By 1957 Ray Bradbury had established himself as a premier science-fiction writer.  The success of The Martian Chronicles (1950) and Fahrenheit 451 (1953) had seemingly launched his career in that direction.  But in 1957 Bradbury released the novel Dandelion Wine, an homage to youth, innocence, and belief, whose only fantastical elements are strictly in the minds of the young protagonist and his friends.

Dandelion Wine is a semi-autobiographical novel set in Green Town, Illinois, a loosely veiled mask for Waukegon, where Bradbury was born.  It centers around the summer exploits of Douglas Spaulding, a twelve-year old with the energy of a lightning bolt.  In 1974, Bradbury wrote the essay “Just This Side of Byzantium,” which became an introduction for new editions of the book.  In the essay he reveals that Doug is based on himself, and Tom, Doug’s ten-year old brother, is based on Bradbury’s brother, and that John Huff, one of Doug’s best friends, was a real person (named John Huff).

The book takes place during the summer of 1928.  The summer truly begins for Doug while picking wild grapes with his father and brother.  During the course of their outing, Doug feels “a vast tidal wave lift up behind the forest.”  When it crashes, Douglas Spaulding realizes for the first time that he is alive.

The plot of the novel isn’t entirely linear from that point on, but this isn’t a detriment.  At times the book seems more like a collection of interrelated stories than one cohesive novel, and indeed, many chapters were previously published as short stories.  Each chapter (or group of chapters) deals with the various goings-on of the people of Green Town.  There’s Leo Auffmann, happily married father of six, who builds a happiness machine with unforeseen consequences.  There’s old Mrs.
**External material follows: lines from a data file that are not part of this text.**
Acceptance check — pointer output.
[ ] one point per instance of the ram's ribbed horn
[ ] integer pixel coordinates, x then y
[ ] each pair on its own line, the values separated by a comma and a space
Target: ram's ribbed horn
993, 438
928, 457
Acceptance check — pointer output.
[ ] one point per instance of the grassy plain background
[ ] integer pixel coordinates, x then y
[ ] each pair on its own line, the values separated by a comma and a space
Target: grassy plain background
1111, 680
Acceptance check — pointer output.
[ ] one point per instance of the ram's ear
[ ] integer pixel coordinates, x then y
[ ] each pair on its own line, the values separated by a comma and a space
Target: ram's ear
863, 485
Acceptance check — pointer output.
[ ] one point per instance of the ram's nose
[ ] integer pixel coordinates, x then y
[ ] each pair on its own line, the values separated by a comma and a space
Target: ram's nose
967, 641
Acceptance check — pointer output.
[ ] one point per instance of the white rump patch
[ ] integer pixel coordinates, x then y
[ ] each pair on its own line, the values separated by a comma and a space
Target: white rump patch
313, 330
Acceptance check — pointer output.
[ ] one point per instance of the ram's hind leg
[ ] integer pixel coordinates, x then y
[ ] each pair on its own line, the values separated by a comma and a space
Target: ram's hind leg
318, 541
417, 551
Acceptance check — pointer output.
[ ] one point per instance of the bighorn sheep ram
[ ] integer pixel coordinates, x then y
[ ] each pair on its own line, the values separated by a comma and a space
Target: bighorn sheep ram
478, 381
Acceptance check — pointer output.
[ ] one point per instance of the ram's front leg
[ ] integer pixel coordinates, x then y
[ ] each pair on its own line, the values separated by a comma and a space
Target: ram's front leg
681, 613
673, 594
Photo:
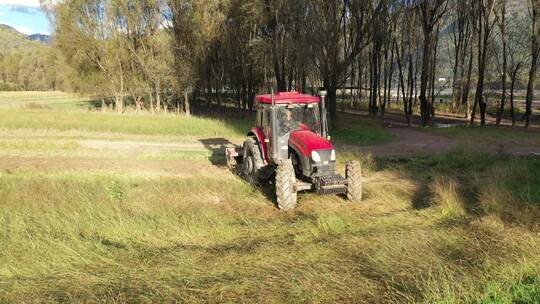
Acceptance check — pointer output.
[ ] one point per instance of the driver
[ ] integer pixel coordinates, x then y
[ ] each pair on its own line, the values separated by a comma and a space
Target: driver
288, 123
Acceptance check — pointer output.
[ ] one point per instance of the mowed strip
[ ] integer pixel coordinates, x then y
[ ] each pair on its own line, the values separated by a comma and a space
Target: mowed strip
134, 158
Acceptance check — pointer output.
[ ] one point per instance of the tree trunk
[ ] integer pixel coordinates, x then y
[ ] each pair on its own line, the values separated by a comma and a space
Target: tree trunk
502, 26
187, 109
425, 110
514, 76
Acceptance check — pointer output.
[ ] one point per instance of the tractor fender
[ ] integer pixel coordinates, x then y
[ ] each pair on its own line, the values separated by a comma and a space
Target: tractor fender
259, 136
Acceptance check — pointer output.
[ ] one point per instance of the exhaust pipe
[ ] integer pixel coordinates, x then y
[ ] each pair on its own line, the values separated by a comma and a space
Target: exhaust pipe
274, 125
324, 124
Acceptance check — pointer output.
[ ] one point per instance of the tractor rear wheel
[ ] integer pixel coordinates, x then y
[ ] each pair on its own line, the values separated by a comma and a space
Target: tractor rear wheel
353, 174
285, 186
253, 162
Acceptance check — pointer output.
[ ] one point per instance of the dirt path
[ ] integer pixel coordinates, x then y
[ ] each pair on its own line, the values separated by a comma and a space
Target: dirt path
411, 141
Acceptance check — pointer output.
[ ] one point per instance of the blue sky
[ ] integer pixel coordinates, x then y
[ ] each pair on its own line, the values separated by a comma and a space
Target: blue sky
26, 16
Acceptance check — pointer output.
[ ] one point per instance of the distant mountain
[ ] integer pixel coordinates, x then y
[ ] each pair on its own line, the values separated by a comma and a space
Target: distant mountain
13, 41
46, 39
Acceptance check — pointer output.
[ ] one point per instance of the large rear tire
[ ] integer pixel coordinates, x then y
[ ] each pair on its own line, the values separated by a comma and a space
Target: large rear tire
285, 186
253, 163
353, 174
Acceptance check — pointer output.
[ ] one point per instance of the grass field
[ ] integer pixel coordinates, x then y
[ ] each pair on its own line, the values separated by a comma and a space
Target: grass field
97, 207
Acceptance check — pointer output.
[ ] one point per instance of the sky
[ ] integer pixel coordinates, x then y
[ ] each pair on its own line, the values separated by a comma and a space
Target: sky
26, 16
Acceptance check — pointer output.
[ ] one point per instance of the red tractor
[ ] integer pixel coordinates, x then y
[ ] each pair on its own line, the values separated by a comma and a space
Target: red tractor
290, 146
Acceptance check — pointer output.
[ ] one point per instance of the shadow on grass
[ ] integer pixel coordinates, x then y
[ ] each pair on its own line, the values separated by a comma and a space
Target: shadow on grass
216, 147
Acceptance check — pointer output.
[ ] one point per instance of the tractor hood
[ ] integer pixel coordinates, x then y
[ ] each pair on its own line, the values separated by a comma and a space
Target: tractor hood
307, 141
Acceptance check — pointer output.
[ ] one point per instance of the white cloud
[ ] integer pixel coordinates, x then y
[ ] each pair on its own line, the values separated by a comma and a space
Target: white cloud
26, 3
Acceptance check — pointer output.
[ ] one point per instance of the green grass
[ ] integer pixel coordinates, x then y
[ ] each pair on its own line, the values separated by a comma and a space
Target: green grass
490, 135
44, 100
87, 236
144, 124
354, 130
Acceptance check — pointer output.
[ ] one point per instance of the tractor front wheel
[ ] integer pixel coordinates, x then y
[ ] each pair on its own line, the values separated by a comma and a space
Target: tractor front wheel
353, 174
285, 186
253, 162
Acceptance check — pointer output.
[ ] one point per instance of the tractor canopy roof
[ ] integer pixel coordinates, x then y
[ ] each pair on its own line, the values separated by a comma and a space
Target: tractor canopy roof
287, 97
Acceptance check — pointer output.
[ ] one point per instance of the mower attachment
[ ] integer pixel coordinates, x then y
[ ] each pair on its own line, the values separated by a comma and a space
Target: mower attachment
332, 184
234, 156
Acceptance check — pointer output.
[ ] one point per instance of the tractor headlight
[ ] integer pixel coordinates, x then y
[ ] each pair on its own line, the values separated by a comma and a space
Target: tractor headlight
315, 156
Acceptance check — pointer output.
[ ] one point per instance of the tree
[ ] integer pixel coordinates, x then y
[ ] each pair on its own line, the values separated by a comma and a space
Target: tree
431, 12
534, 8
484, 27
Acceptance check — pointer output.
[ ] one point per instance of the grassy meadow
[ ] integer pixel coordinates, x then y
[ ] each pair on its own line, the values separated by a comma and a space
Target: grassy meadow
102, 208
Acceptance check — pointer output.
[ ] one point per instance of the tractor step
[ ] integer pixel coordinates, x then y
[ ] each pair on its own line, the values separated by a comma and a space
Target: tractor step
234, 156
301, 186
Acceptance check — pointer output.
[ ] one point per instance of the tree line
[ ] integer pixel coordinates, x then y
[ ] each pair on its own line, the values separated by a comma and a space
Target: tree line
169, 54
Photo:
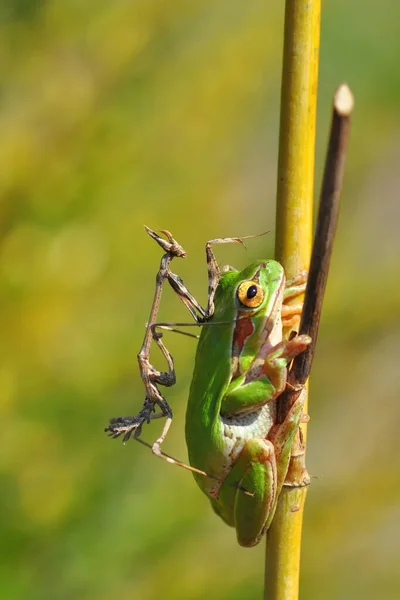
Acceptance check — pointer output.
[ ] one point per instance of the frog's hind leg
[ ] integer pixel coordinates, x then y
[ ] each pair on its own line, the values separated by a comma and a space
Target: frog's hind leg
282, 436
255, 471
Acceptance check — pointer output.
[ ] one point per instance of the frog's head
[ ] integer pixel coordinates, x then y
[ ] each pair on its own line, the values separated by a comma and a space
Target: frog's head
258, 294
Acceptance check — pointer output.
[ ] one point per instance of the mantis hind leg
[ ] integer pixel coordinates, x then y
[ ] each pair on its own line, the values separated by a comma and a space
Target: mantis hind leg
254, 471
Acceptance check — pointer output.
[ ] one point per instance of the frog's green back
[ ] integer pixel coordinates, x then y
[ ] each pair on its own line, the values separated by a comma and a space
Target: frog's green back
211, 376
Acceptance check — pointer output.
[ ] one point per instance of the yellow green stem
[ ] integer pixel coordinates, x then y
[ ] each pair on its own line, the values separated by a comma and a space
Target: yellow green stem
293, 250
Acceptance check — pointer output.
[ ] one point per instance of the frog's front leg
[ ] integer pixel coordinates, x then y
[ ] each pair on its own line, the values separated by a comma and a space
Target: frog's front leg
264, 380
255, 471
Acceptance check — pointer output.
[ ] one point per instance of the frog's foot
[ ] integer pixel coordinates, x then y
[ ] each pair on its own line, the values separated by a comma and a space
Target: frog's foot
295, 286
255, 471
275, 366
285, 352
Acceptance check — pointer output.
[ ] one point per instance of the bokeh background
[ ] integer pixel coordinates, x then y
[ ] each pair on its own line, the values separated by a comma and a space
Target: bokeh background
119, 114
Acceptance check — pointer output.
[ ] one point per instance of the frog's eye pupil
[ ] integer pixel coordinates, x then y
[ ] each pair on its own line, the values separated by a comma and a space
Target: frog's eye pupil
251, 292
Bentley, who realizes what it means to be old.  There’s the heartbreaking love between Helen Loomis, 95, and Bill Forrester, 31.  There’s old Colonel Freeleigh, the human time machine.  There’s Lavinia Nebbs and the Lonely One.  There’s Miss Fern, Miss Roberta, and the Green Machine.  All the happenings of summer, to which Doug is a proud and grateful witness.

For those that dislike too much happiness, Bradbury balances all this joy with an appropriate amount of sadness.  After all, a novel about life could not be complete if it did not also address death.  While Doug gains awareness of his life, he also loses things which have made that life beautiful.  Friends move away, loved ones die.  Doug even sees the strangled corpse of a woman, latest victim to the town menace, the Lonely One.  These events build up, and by the end of the book, Doug has a realization equal to his life-affirming epiphany in the beginning.  Douglas Spaulding, 12 years old, will someday have to die, and there’s nothing he can do about it.

Style-wise, Bradbury couldn’t have written a more fitting book, in terms of relating the content to the theme.  Doug is alive, for the first time, for a limited amount of time, and because he knows it he never wants to take that for granted again.  He has a nickel tablet and a yellow Ticonderoga pencil with which he keeps meticulous record of his summer.  Because of this, Bradbury’s always keen eye for detail shines forth like the light from a firefly lamp.  He can masterfully set up a scene:

“He looked out at the yellow sunlight on the concrete and on the green awnings and shining on the gold letters of the window signs across the street, and he looked on the calendar on the wall….  The warm air spread under the sighing fans over his head.  A number of women laughed by the open door and were gone through his vision, which was focused beyond them at the town itself and the high courthouse clock.”

Or he can describe something like the Green Machine in painfully beautiful simile:

“It glided.  It whispered, an ocean breeze.  Delicate as maple leaves, fresher than creek water, it purred with the majesty of cats prowling the noontide….  The machine, with a rubber tread, soft, shrewd, whipped up their scalded white sidewalk, whirred to the lowest porch step, twirled, stopped.”

He even made my mouth water:

” ‘Green Dusk for Dreaming Brand Pure Northern Air,‘ he read. ‘Derived from the atmosphere of the white Arctic in the spring of 1900, and mixed with the wind from the upper Hudson Valley in the month of April, 1910, and containing particles of dust seen shining in the sunset of one day in the meadows around Grinnell, Iowa, when a cool air rose to be captured from a lake and a little creek and a natural spring.'”

Throughout the book, the prose never relaxes its grip on detail and imagery.  And when combined with the joys of summer and the heartbreaks of life, seen through the eyes of a boy who wants so badly for things to be beautiful and perfect, but who realizes that sometimes life is beyond his control, you have a novel about growing up that never seems contrived, that never panders to cuteness or gimmick.  You have a novel that resonates long after you put it down.  If you haven’t experienced summer yet, you must pick up this book.